Anders die Kölner, die sich sehr offensivfreudig zeigten und nach etwas mehr als einer halben Stunde die beste Chance hatten – doch Cueto, der Müller zuvor umkurvte, schoss aus spitzem Winkel ans Außennetz (33.). Wunderlich machte es ihm wenig später nach einem Konter nach (36.). Danach lief Köln an, fand aber kein Durchkommen. Kurz vor der Pause war wieder Torhüter Müller erfolreich im Weg und parierte einen Kopfball von Lanius glänzend (44.). So ging es torlos in die Kabinen.

 

Nach Wiederanpfiff starteten beide Teams gemächlich ins Spiel, überlegen waren aber weiterhin die Gäste aus Köln. So kam es etwas überraschend daher, dass Papadopoulos per Volley die erste gute Gelegenheit im zweiten Abschnitt gehörte (55.). Köln, angetrieben von Kapitän Wunderlich, blieb jedoch gut im Spiel. Nach etwas mehr als einer Stunde hätte Seaton dann auf 1:0 stellen können, scheiterte aber am glänzend aufgelegten Keeper Müller (63.), der Chemie bereits gegen Uerdingen den 1:0-Sieg festgehalten hatte.

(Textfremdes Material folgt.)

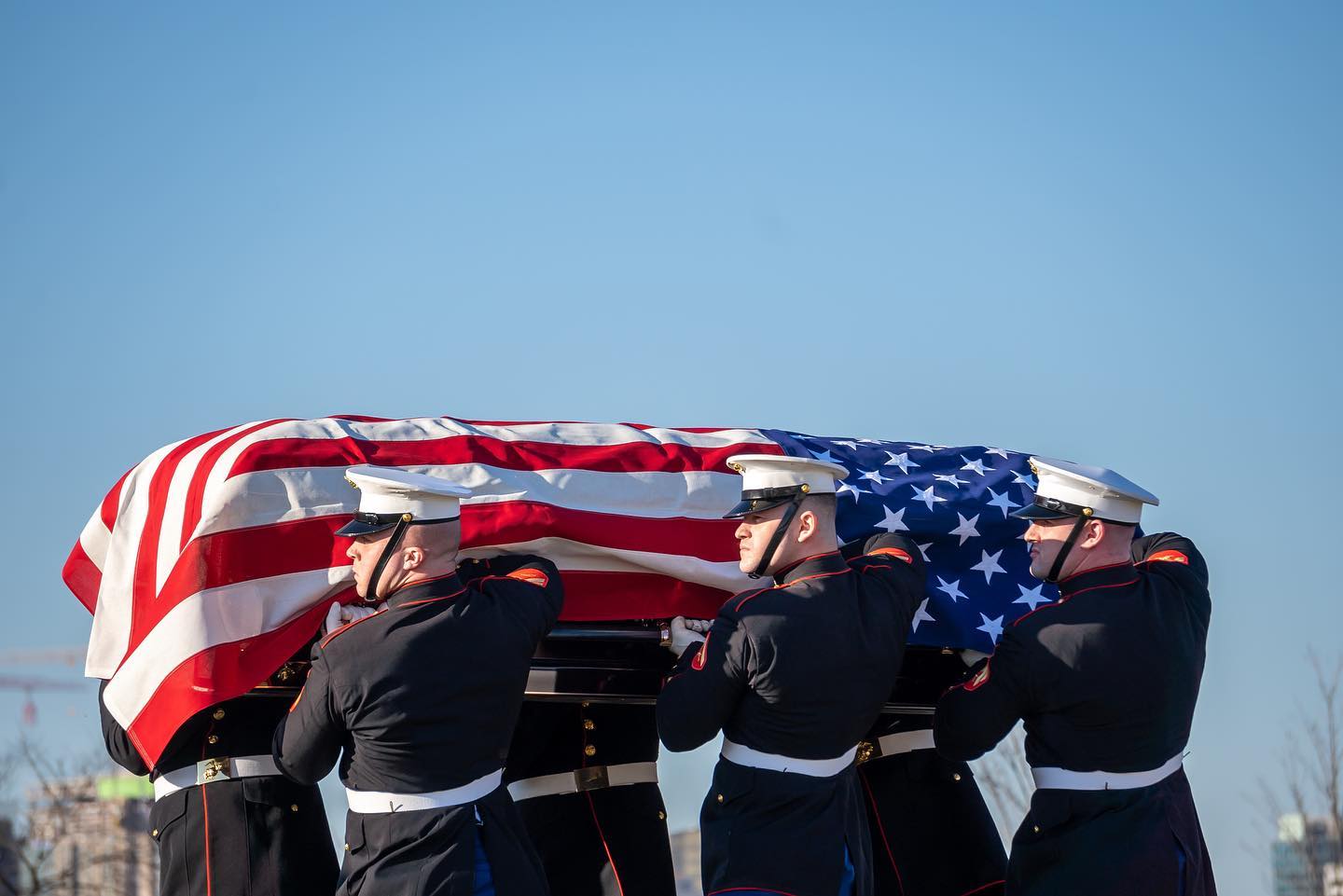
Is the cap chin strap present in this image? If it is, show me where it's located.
[750,493,807,579]
[1045,516,1092,585]
[364,513,411,603]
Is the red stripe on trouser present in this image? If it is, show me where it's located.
[61,542,102,613]
[858,770,906,896]
[586,792,625,896]
[126,592,334,765]
[228,435,768,476]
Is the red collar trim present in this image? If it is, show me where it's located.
[384,568,462,607]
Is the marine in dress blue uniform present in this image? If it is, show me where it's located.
[935,458,1215,896]
[272,467,562,896]
[858,713,1007,896]
[657,455,924,896]
[98,661,337,896]
[504,701,675,896]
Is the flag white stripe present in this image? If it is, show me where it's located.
[101,567,354,726]
[155,426,269,592]
[85,442,181,679]
[106,537,751,725]
[196,463,741,534]
[217,417,773,448]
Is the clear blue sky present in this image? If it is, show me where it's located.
[0,1,1343,896]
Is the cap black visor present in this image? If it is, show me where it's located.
[336,513,402,539]
[723,494,796,520]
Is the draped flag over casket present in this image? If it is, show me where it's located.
[63,417,1054,763]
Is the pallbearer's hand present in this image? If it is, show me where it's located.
[666,616,711,657]
[323,600,387,635]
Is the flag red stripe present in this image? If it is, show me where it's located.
[560,570,732,622]
[126,430,233,655]
[228,435,779,476]
[128,516,349,641]
[128,592,336,771]
[129,572,729,765]
[453,417,762,434]
[137,501,739,634]
[181,418,295,548]
[61,542,102,613]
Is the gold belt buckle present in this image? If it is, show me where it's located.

Nach dieser Chance wendete sich das Blatt aber. Halle wurde stärker, kam durch Guttau zum ersten Hochkaräter in Durchgang zwei (67.). Wenig später fiel dann das Tor durch Boyd, das den Spielverlauf auf den Kopf stellte: Der US-Amerikaner hatte in der Mitte zu viel Zeit und Platz und schob locker in den Winkel ein (69.).

Die folgenden Minuten gehörten Chemie, Köln schien geschockt vom Gegentreffer. Lediglich Seaton kam aus aussichtsreicher Position zum Kopfball, schloss aber ungefährlich ab (76.). Der Angreifer der Gäste wurde wenig später dann zur tragischen Figur: Nach Ecke von Lindenhahn klärte er in Torwartmanier (81.), weswegen Boyd per Strafstoß auf 2:0 erhöhte (82.) – die Entscheidung. Boyd hätte sogar noch den Hattrick schnüren können, scheiterte aber in der Nachspielzeit (90.+2).

Am Ende fuhr der HFC den zweiten Sieg in Serie ein, Boyd beendete seine drei Spiele andauernde Torflaute.